Here's a snippet of information I'm pulling from a device, within which I want to grab certain parts:
* Release
Model <model>
Factory IP Address <factory ip>
Hardware T1r1.1.UU, 520 MHz, 128 MByte RAM
Image Sensor and Lens b/w (F/2.0), color (F/2.0)
Software <software> (2007-12-20)
* Networking
BOOTP/DHCP off
Zeroconf on
Camera Name <name>
IP Address 10.10.10.3
Network Mask 255.0.0.0
Broadcast 10.255.255.255
Link Local Address 169.254.200.49
DNS Server 10.0.0.9
Statistics Dropped: 0.0% Collisions: 0%
LEC: 0 SEC: 0
* Routing
Default Route Gateway: 10.0.0.1 Connection: Ethernet interface
* ISDN Dial-In
Camera MSN answer calls to every MSN
Security PAP
Login Name guest
Camera IP Address <ip>
* System
Date and Time <date>
Current Uptime <uptime>
* Audio
This is exactly how the data is sent to me, linebreaks and all. I only want the parts within angle brackets. This is the regexp I was using (which isn't working perfectly):
// 1 2 3 4 5 6 7 8 9
$pattern = "/Model (.*)\nFactory IP Address (.*)\n(.*)Software (.*) (.*)Camera Name (.*)\n(.*)Date and Time (.*)\nCurrent Uptime (.*)\n/s";
// 1 = Model #
// 2 = Factory IP
// 3 = Filler
// 4 = Firmware
// 5 = Filler
// 6 = Name
// 7 = Filler
// 8 = Date
// 9 = Uptime
The problem I'm having is that the matches immediately before a special character which are followed by another match (2, 4, 6, and 9) are being excessively greedy and not stopping at the boundary I want them to (2, 6, and 9 should be stopping at the new line \n, and 4 should stop at the space).
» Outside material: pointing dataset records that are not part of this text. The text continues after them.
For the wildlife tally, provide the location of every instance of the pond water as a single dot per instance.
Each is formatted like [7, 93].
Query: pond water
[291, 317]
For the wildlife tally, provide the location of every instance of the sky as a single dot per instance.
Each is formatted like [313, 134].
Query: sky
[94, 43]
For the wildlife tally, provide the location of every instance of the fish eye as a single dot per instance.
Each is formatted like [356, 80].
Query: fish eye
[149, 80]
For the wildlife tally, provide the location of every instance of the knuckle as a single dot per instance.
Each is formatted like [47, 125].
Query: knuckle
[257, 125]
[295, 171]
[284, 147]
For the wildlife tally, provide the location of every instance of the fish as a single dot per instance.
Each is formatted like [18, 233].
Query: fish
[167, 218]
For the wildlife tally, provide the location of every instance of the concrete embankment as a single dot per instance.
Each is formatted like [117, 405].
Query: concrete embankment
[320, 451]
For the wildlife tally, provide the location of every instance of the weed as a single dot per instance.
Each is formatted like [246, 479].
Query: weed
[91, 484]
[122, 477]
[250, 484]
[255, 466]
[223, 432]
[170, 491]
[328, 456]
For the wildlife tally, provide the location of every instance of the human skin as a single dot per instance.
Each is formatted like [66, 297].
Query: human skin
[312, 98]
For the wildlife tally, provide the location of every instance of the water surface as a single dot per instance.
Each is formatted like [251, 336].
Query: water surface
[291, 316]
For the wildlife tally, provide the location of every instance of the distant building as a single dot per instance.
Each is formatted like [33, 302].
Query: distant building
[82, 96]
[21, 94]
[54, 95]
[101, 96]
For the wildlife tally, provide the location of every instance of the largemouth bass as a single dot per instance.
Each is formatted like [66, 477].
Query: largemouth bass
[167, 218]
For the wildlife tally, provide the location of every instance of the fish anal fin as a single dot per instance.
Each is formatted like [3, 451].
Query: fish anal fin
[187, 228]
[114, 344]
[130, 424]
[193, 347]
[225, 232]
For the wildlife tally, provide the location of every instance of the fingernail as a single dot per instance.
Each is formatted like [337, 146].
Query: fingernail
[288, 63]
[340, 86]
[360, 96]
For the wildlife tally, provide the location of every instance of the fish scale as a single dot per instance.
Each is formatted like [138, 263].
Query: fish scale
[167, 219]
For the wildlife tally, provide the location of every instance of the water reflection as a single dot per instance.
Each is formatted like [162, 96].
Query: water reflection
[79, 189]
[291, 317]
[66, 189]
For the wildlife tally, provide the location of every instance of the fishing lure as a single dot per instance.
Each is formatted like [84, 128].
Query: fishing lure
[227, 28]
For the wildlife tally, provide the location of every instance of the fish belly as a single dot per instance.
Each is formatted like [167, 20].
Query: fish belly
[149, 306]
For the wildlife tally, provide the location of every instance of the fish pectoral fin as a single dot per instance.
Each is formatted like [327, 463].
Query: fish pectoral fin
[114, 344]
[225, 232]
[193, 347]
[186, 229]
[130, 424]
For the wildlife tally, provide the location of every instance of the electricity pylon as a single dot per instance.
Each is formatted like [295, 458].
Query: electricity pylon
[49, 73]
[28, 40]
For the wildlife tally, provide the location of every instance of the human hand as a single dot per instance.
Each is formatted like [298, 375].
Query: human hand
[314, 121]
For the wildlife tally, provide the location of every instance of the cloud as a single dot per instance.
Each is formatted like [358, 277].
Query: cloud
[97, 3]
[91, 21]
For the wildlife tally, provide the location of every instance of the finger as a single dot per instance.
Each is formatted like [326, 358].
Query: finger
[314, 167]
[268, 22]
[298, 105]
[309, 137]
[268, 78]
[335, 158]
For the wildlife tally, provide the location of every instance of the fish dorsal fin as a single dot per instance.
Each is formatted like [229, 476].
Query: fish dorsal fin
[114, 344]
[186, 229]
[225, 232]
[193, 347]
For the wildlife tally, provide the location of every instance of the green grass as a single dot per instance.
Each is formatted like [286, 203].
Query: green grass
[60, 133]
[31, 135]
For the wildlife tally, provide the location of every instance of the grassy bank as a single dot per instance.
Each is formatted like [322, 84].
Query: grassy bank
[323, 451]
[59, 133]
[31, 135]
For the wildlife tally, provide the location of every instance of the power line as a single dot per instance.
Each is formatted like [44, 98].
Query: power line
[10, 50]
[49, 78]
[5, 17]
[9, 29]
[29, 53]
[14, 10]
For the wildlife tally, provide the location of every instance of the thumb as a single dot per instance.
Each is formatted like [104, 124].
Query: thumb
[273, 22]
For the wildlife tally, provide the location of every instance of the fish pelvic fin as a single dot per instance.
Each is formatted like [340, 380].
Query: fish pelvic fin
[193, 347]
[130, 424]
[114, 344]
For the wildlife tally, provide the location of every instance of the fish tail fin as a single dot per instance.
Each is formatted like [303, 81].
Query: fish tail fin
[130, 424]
Matches 1 and 8 work fine.
I'm sure there's something wrong with my pattern, but I'm not versed enough in regexps to spot the issue. Can anyone help?
Thanks in advance.
Posts
The question mark means "non-greedy", which I think is exactly what you need.
$lines[1] =~ /\<(.*)\>/o
$model = $1
(...)
Since the running time for a Perl regex is roughly O(<regex_length> * <text_length>), cutting down on both of those is very helpful.
Using the /o flag means it'll only build the finite state automatia behind the match once - and since it's the same thing for every match, it'll also be a lot more efficient.